The Swiss government has been criticised for its incoherent practice of returning the frozen assets of politically exposed persons (PEPs).
The Federal Audit Office, a financial supervisory body of the government and parliament, said inconsistent rules and lack of clear criteria for restitution were hampering efforts.
The office recommended the Swiss authorities also improve “transparency over the use of frozen and confiscated funds” and seek “better integration of different anti-corruption and anti-money laundering strategies”.
A reportExternal link, published on Wednesday, claims the Swiss authorities have no overview of the cases of PEPs or what happens to frozen funds after their restitution.
“Information on unconditional restitution cases involving PEPs is very patchy and incomplete,” the authors of the report added.
About CHF2 billion
The audit office also pointed out that there is no sufficiently strong legal basis, and that the Swiss policy lacks coherence.

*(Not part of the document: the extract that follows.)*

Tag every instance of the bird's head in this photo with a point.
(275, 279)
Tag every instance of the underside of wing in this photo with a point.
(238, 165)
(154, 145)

In the past, it took up to 15 years to obtain confiscation rulings and the authorities often promised too many results to countries involved, the report added.
The office acknowledged that the foreign ministry has taken initial steps to make the restitution process more structured.
The government has pledged to launch a new project this year to improve its asset recovery strategy.
Moves are also underway in parliament to facilitate asset confiscations by reversing the burden of proof onto the PEP, according to a report in the Thursday edition of the Neue Zürcher Zeitung newspaper.